Panel Paper: The Effects of a Zero Copayment Policy on Contraception Consumption: Evidence from the Affordable Care Act

Saturday, November 8, 2014 : 4:10 PM
Enchantment Ballroom E (Hyatt)

*Names in bold indicate Presenter

Lindsey Rose Bullinger and Kosali Simon, Indiana University
Under the Patient Protection and Affordable Care Act (ACA), as of August 1, 2012, all new health insurance plans must cover contraceptives at zero co-pay. This paper explores the extent to which the zero-copayment policy affected contraception consumption using newly available data that covers the period 2008-2014. Although the legislative implementation date was August 1, 2012, there were several complications with the rollout of this provision of the ACA. Some employers did not comply, some companies sued the Obama Administration on grounds of religious freedom, and several plans held “grandfathered” status in 2012 and 2013 (Kaiser, 2013). In this paper, we estimate the prescription contraception consumption response to the various stages of implementation of the ACA’s zero-copayment contraception policy. 

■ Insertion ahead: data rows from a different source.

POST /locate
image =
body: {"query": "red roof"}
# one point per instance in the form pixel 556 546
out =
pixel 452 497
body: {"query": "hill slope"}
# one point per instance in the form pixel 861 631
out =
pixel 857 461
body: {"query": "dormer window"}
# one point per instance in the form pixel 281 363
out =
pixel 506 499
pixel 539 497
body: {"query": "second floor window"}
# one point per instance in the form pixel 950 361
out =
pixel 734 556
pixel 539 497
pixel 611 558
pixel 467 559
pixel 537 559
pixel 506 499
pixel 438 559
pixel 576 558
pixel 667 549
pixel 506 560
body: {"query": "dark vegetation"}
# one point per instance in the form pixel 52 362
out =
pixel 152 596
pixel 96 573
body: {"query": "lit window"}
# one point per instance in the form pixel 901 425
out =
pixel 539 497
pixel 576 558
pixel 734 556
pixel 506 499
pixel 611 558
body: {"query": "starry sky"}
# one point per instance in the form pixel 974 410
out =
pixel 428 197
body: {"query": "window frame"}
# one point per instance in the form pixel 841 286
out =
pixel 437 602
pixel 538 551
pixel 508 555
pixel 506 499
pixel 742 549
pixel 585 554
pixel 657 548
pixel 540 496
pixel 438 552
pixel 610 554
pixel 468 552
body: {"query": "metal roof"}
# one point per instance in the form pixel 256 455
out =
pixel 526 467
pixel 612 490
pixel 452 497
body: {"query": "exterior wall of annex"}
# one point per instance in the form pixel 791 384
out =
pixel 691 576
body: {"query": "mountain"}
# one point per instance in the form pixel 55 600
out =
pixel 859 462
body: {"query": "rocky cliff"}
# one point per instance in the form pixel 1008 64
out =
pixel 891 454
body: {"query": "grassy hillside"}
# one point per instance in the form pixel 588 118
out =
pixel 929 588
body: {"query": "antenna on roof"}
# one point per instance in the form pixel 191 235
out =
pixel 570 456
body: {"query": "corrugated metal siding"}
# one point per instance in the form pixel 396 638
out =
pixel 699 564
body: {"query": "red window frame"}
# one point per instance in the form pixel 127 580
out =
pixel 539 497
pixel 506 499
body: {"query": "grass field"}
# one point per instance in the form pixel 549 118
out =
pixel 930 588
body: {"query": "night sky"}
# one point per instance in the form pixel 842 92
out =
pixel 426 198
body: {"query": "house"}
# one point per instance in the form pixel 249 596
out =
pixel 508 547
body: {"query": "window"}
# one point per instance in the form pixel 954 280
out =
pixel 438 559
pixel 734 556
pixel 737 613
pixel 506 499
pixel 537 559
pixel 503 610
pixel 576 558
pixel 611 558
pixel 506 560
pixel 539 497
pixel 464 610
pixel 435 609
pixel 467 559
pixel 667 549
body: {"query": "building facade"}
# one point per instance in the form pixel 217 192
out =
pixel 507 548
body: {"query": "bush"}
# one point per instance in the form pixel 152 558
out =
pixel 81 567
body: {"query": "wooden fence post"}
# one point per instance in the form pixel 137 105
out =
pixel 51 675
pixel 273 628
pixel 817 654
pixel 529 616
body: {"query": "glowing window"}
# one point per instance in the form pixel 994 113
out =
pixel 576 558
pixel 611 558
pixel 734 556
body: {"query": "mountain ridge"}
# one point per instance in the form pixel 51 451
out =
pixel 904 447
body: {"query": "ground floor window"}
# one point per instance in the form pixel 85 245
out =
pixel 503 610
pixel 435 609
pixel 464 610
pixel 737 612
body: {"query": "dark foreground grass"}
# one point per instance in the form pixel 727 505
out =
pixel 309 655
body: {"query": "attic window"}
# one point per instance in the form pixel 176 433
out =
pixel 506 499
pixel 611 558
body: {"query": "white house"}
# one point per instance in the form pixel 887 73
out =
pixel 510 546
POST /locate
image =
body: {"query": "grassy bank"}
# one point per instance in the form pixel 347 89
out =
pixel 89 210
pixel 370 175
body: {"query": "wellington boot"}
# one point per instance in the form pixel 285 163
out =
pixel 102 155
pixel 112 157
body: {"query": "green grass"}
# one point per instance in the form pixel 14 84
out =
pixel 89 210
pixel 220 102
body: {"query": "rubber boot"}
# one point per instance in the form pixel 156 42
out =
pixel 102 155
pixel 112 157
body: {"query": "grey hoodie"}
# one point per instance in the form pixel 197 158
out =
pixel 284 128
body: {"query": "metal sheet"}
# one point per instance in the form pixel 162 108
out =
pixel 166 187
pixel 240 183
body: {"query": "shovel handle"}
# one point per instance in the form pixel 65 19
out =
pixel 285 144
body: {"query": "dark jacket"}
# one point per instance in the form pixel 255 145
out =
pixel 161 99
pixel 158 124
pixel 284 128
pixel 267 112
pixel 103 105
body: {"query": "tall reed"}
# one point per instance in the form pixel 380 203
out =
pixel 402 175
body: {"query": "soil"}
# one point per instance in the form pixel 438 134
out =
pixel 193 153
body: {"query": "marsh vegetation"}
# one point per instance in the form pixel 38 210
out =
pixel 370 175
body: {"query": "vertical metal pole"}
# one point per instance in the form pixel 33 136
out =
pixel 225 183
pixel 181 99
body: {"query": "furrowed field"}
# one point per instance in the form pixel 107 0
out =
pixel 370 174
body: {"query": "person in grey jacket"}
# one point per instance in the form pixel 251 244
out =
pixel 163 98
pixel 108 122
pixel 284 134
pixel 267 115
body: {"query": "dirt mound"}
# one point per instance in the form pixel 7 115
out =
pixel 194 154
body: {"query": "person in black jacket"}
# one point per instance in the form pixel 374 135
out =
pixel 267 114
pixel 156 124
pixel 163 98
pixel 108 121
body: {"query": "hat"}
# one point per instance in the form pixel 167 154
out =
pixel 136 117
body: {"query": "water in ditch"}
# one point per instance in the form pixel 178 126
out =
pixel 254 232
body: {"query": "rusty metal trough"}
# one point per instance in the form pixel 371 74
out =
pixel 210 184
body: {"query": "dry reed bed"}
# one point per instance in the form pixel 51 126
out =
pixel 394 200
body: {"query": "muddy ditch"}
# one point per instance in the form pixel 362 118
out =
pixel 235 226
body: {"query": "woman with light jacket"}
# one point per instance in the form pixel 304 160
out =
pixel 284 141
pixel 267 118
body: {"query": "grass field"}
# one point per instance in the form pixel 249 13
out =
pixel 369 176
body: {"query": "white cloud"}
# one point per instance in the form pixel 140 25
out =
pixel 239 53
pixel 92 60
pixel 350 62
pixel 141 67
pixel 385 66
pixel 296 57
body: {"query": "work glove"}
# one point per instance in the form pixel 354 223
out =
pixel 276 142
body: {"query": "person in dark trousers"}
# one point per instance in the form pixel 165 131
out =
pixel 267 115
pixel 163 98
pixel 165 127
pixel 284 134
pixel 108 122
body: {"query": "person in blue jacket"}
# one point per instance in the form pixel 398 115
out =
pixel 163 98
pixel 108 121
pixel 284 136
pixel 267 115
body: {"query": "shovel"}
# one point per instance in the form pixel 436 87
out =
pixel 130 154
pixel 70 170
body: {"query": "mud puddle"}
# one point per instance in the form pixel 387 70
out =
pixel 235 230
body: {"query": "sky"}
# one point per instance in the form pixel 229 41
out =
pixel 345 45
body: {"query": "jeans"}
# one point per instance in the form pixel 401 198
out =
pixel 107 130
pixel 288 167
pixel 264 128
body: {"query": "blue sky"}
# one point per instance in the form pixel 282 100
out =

The data come from a commercial database of prescription and institutional records generated from computer systems that exist in pharmacies and medical institutions to record transactions and allow manufacturers to track their product sales. The ProMetis Market Profiler database contains prescription information and medical institutional records on nearly 80% of the US population. Prescription data fields include product, date written, date filled, prescription writer’s core-based statistical area (CBSA), payment type, days supply, quantity, fill type, and refills. With this rich prescription dataset we are able to examine prescription contraception consumption at a product level over time. These data have been used in prior published research (Ketcham and Simon, 2008). 

The population most affected by this mandate is women who are covered by private health insurance, most of which is provided through an employer. This population of women is likely to have higher education and income levels relative to women who do not have insurance or who are insured through public insurance (DeNavas-Walt et al. 2004). Women who are more highly education and have higher incomes are more likely to use contraception, and more effective methods (Martinez et al. 2012). The predicted effect of the policy is then ambiguous. Economic theory suggests insured women may increase their contraception consumption in response to a decrease in out-of-pocket expenses. Or this policy may lead women to substitute higher copayment, more effective methods for lower copayment methods.

Our empirical strategy exploits the predicted differential responses of long-acting reversible contraceptive (LARC) methods to other contraceptive methods. Since LARC methods typically have higher copayments and much longer durations of effectiveness, their demand may be more likely to respond to anticipated future price reductions and more sensitive to the policy change. Preliminary findings suggest the policy change does, in fact, have a stronger effect on the consumption of LARC prescriptions than non-LARC methods, in part due to a decrease in non-LARC methods. Approximately two-thirds of this effect is due to refilled prescriptions, with one-third due to new prescriptions. This effect represents the difference between two groups affected by the policy, and should be interpreted as a lower bound estimate of the total treatment effect of the policy.